More importantly Amerigo’s indicated copper price was $3.80/lb in Q4, compared to $3.50/lb in Q3. However, Amerigo is ultimately paid based on the January/February/March copper price. Copper is averaging around $4.40/lb YTD in 2023, which is 16% above the number given in the earnings release. Every 10% increase in copper prices is $5.7M of extra revenue, as the company stated in Q3.
In Q4-2022, Amerigo returned $3.7 million to shareholders through the regular quarterly dividend of Cdn$0.03 per share and made bank debt repayments of $3.5 million in principal.
On December 31, 2022, cash was $37.8 million (a reduction of $4.0 million from September 30, 2022), restricted cash was $4.2 million (a reduction of $2.2 million from September 30, 2022) and outstanding bank debt was $24.5 million (a decrease of $3.5 million from September 30, 2022).
Cash Costs Guidance for 2023
Higher power charges from the Chilean power grid will increase expected cash costs this year, contribution $0.06/lb to the 2023 guidance of $2.14/lb. This compares to cash costs of $1.94/lb in 2022.
The attributed cash costs affect all industrial consumers in the country and represent ongoing global inflation for energy and many industrial consumables. The 2023 guidance assumes an average copper price of $3.60/lb and an average molybdenum price of $16/lb; based on an exchange rate of $920 Chilean pesos to $1USD.

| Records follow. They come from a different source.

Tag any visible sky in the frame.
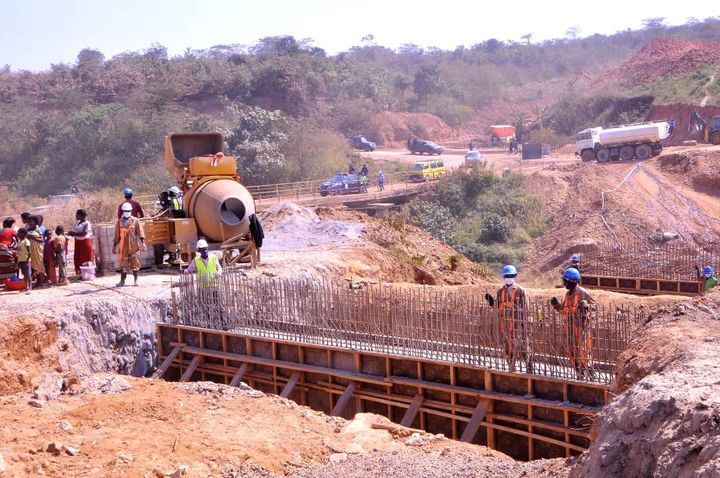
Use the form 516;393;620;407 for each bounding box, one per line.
0;0;716;71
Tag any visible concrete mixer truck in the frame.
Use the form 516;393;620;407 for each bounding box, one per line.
575;121;670;162
144;133;261;267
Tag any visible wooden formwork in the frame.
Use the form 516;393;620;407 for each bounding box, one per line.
581;274;703;296
156;323;608;461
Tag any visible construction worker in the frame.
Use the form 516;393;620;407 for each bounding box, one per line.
168;186;185;218
377;171;385;191
485;265;532;373
183;239;225;328
117;188;145;219
697;265;718;291
570;254;581;272
550;268;596;380
113;202;146;286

The company wisely factored in annual plant maintenance into their production guidance. There will be an annual 9-day plant maintenance shutdown at MVC and El Teniente in the second half of 2023.
Projected 2023 EBITDA is expected to be $33.8 million (excluding the effect of 2022 settlement adjustments). Each $0.10/lb increase in copper price up to $4/lb would have an impact on EBITDA of $2.0 million. Each $0.10/lb increase in copper price over $4/lb would have an increase in EBITDA of approximately $2.7 million.
In 2023, MVC is expected to incur the following capital expenditures on projects (“Capex”):
Amerigo is confident they will continue their attractive capital return strategy, due to a healthy cash balance, minimal debt and strong free cashflow. Since the implementation of the dividend in 2021, the company has paid a cumulative dividend of $0.14 per share, or $18.6 million. The company also used $21.1 million to buy and cancel 17.87 million of its common shares, a 9.82% reduction in common shares outstanding.
Under the 2023 guidance assumptions presented in this news release, the Company remains confident in the security of the quarterly Cdn$0.03 per share dividend, and in Amerigo’s ability to opportunistically reduce common shares outstanding.
Under the current Normal Course Issuer Bid (“NCIB”), up to 10.75 million shares (representing 6.14% of the issued and outstanding) can be repurchased for cancellation prior to December 1, 2023.
In addition to quarterly dividends of Cdn$0.03 per share and the repurchase of common shares for cancellation under the NCIB, the Company has indicated that it will likely look to pay additional performance-based dividends in 2023.